The Figment Index is a living archive of “figments” — the small, fleeting proofs of experience that might otherwise be lost to time. It is not a journal in the traditional sense. Instead, it is an ongoing index of the minor figments that make up a life: a ticket stub, a square cut from a package, a photograph framed in negative space, a snippet of conversation.
What are Figments?
In this context, figments are the tangible and digital traces of lived experience — scraps, impressions, or moments that hover between memory and artifact. The word “figment” usually suggests something imagined, but here it signals something both real and elusive: evidence of what once happened, pared down to its most fragile form.
We chose figments as our nomenclature because it captures this duality.
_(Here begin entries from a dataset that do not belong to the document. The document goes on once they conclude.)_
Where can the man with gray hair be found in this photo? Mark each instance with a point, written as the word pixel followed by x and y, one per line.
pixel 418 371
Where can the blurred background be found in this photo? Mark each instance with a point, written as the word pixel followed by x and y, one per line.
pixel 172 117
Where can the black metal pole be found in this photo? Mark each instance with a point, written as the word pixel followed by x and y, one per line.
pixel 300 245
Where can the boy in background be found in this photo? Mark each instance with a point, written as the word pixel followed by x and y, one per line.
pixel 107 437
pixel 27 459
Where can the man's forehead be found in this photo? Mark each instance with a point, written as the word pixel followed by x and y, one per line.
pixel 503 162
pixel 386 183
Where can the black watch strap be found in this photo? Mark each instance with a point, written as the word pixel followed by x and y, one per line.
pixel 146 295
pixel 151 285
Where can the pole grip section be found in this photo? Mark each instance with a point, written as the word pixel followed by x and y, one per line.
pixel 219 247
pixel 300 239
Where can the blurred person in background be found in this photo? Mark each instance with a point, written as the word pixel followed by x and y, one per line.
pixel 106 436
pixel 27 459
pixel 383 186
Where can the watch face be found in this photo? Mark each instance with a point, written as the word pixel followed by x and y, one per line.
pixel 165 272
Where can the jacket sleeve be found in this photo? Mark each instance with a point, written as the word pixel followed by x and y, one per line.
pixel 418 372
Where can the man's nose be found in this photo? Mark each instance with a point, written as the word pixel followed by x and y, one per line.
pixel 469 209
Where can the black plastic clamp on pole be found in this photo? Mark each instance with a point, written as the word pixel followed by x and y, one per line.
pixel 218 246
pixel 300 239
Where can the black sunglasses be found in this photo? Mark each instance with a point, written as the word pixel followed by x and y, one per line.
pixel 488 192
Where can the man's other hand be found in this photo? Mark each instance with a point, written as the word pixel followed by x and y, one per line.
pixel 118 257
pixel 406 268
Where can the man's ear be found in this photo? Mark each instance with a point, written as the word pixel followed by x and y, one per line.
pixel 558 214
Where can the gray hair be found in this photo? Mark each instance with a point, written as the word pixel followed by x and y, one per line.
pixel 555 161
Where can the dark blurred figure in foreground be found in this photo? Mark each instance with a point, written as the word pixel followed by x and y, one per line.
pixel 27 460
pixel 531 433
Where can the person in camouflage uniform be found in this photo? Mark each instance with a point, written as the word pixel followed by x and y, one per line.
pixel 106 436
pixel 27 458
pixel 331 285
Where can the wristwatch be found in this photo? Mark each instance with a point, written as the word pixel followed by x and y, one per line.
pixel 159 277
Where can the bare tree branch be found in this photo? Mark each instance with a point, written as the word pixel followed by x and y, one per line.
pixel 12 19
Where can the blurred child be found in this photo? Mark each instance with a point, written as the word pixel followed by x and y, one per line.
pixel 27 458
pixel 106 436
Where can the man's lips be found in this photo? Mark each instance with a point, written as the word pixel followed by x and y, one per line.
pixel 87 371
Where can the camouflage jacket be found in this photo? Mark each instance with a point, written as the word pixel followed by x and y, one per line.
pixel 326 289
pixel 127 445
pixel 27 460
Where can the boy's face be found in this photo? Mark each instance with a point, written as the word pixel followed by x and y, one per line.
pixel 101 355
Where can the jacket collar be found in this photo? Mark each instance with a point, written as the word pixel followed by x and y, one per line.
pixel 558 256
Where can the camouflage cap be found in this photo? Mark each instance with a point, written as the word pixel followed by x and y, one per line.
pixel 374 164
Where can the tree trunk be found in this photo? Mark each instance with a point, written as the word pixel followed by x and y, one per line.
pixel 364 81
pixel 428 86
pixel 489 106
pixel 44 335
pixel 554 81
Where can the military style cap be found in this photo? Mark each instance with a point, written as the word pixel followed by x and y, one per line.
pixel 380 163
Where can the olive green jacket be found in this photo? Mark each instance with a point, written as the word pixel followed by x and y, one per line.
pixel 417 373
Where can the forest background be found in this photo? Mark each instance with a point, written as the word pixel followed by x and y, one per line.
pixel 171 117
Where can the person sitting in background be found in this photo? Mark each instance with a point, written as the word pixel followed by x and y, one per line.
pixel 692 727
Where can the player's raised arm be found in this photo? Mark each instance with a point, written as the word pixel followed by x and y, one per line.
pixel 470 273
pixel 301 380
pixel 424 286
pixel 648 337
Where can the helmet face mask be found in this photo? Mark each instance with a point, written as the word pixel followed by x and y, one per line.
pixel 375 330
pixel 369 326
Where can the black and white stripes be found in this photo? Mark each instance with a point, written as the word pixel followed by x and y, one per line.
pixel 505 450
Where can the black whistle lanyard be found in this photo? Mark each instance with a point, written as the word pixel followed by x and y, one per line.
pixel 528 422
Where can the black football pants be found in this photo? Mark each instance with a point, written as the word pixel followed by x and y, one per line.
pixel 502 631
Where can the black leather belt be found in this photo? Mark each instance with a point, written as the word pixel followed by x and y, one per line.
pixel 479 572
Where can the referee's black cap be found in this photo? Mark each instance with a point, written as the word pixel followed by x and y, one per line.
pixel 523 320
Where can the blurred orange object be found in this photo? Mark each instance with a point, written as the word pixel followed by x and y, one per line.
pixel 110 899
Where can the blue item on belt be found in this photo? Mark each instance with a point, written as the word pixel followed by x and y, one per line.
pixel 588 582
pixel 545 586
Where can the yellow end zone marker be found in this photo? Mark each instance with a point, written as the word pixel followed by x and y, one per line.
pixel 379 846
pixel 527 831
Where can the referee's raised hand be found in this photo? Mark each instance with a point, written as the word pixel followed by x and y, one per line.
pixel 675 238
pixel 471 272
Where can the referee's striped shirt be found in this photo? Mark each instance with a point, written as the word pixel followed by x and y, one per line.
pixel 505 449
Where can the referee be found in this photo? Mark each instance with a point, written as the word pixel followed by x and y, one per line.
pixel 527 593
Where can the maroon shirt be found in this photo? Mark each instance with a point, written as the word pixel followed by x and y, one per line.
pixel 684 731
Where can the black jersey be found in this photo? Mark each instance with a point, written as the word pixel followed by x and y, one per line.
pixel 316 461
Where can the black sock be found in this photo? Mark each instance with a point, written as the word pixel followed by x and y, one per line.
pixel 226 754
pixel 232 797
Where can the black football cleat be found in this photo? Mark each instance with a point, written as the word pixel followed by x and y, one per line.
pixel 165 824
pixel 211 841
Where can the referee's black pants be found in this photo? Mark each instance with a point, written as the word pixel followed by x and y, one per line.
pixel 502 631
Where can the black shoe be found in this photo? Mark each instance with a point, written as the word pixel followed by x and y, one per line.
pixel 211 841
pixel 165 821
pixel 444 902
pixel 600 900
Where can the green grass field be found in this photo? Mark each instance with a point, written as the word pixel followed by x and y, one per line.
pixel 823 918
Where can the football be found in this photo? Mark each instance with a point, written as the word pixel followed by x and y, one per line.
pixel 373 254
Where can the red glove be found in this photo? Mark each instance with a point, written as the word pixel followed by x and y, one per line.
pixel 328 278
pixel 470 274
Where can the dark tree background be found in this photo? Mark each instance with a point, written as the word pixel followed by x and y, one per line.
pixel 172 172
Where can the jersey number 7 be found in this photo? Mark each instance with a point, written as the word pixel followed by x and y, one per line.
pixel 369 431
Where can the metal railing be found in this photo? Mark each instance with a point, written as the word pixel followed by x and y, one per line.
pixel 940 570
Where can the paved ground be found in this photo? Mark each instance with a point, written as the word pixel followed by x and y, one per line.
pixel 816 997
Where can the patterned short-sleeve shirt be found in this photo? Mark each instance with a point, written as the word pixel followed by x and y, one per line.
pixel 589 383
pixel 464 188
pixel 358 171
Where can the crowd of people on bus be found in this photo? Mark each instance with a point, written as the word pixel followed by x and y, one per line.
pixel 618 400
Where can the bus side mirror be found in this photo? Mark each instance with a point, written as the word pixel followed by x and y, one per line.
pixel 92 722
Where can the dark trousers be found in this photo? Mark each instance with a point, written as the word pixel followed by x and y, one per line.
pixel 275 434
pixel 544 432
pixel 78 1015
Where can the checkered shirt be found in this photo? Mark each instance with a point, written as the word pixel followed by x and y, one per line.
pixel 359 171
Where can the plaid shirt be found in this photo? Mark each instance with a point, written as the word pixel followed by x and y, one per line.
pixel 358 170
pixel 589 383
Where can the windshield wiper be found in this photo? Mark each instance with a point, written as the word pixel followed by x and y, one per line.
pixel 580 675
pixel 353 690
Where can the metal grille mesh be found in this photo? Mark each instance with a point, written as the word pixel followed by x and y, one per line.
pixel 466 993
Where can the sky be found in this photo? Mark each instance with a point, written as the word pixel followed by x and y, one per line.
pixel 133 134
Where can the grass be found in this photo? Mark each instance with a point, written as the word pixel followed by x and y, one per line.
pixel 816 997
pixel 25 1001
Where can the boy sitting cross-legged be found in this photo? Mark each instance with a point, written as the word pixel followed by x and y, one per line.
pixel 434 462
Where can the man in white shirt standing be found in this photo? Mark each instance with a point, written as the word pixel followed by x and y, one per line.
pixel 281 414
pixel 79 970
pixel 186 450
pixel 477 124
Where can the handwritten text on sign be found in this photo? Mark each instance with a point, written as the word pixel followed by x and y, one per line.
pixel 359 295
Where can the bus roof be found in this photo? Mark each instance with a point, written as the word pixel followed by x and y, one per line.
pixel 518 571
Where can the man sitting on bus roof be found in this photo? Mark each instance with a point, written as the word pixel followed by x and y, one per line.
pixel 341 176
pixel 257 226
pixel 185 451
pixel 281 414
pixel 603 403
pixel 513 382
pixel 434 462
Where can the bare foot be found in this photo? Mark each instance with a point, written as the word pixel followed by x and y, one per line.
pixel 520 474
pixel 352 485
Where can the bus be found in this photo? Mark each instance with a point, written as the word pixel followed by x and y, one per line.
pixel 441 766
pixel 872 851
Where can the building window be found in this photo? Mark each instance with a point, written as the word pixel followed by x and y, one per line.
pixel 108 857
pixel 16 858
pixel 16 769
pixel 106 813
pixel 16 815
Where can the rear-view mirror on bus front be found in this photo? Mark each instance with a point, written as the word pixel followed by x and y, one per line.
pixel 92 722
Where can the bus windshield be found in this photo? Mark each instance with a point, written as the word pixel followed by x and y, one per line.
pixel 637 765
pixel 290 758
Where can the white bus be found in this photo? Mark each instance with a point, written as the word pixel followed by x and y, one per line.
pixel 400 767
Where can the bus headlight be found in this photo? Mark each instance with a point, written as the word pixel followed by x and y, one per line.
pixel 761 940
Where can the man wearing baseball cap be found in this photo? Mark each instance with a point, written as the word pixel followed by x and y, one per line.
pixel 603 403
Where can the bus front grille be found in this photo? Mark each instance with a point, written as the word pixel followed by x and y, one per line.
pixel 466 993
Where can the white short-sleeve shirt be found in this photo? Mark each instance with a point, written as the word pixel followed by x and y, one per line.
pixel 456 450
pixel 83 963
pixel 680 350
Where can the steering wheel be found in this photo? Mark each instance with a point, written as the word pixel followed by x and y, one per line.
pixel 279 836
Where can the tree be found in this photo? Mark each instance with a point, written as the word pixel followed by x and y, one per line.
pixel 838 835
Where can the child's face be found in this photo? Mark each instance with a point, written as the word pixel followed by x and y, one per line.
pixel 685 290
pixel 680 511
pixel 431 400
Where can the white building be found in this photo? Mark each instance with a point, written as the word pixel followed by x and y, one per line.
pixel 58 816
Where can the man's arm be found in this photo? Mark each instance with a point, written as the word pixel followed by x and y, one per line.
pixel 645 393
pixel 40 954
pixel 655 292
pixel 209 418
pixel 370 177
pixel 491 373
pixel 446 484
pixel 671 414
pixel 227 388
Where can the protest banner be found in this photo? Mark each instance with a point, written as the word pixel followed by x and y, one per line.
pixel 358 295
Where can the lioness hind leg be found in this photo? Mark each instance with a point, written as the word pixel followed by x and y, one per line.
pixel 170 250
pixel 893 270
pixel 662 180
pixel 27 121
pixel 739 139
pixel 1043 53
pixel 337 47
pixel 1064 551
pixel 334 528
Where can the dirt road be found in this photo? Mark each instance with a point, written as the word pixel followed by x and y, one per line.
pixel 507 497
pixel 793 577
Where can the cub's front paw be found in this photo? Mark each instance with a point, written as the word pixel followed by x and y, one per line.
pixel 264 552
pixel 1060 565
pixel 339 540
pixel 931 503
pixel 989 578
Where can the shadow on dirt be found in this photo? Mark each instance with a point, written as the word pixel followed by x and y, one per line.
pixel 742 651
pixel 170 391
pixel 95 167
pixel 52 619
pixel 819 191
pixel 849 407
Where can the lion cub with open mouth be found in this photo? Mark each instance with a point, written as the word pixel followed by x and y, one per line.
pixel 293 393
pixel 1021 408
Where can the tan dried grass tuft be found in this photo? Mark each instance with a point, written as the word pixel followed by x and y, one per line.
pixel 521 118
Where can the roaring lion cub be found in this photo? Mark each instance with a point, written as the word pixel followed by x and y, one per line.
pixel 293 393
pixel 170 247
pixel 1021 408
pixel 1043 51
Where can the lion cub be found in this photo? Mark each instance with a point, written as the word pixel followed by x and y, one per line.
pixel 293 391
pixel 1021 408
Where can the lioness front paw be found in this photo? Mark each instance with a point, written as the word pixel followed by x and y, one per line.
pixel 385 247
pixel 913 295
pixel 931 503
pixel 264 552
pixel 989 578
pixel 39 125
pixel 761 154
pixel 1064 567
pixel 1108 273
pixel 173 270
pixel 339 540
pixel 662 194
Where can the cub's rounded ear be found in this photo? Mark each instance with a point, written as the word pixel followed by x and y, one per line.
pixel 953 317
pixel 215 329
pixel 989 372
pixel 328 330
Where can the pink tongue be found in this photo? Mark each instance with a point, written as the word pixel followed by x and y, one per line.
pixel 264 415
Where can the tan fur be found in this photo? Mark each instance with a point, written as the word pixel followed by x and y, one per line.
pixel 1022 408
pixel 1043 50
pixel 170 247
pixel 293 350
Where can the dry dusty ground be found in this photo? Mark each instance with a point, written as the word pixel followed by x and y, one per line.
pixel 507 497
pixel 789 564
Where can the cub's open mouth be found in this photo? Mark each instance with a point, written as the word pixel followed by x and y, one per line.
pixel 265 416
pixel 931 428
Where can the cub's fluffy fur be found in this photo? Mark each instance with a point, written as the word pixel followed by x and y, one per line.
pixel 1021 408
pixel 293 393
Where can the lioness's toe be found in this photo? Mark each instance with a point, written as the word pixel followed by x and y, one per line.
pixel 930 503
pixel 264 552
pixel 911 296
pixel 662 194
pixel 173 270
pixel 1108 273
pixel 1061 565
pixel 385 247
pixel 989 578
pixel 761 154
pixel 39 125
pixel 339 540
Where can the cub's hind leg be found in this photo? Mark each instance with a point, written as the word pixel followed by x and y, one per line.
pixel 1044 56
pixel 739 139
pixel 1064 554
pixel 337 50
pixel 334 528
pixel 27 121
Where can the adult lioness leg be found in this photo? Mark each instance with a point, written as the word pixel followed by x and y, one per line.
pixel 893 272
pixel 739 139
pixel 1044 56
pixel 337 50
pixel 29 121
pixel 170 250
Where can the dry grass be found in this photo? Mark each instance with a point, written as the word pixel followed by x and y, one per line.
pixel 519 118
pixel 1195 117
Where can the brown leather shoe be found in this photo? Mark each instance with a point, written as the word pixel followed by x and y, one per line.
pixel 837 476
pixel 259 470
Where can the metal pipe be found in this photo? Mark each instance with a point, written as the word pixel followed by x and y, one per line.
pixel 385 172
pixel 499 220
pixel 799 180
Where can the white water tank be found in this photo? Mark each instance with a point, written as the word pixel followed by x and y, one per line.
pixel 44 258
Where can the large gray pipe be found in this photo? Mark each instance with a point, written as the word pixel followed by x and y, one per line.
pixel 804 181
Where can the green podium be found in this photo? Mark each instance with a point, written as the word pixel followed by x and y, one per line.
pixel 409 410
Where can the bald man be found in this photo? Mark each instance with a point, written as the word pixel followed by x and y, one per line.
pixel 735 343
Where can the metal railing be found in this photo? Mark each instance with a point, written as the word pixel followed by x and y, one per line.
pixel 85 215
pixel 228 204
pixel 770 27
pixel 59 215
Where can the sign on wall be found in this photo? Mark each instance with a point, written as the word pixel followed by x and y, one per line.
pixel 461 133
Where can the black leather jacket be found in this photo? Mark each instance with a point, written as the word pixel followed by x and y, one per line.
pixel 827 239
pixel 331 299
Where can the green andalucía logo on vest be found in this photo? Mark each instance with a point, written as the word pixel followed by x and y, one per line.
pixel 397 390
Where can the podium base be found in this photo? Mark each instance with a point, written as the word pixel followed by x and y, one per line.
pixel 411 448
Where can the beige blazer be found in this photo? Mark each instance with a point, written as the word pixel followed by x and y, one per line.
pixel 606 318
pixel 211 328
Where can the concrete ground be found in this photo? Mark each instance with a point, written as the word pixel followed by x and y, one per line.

These items are not whole objects or comprehensive records; they are partial, suggestive, and open to interpretation. A figment may be small, but it points to something larger — a life, an encounter, a moment that can never be fully reassembled.
Why the Index?
Each figment is fragile on its own, but together they form a record of presence — proof that something once happened, that something once mattered. The Index gathers them into a shared structure, not to impose order, but to allow connections to emerge.
The Figment Index unfolds in both physical and digital form. Physical figments are squares of material cut from the objects of everyday life, while digital figments manifest as small photographs bordered in silence. Together, they blur the line between memory and artifact, between personal archive and shared cultural debris.
When is The Index Complete?
The Figment Index is not a finished collection. It is an evolving one — growing, reordering, and recontextualizing itself as new figments are added. Like memory itself, it is imperfect and shifting. What matters is not just the figment itself, but the act of noticing, indexing, and preserving it.
This is only the beginning. The Figment Index will continue to expand, weaving together the subtle traces that form the texture of lived experience.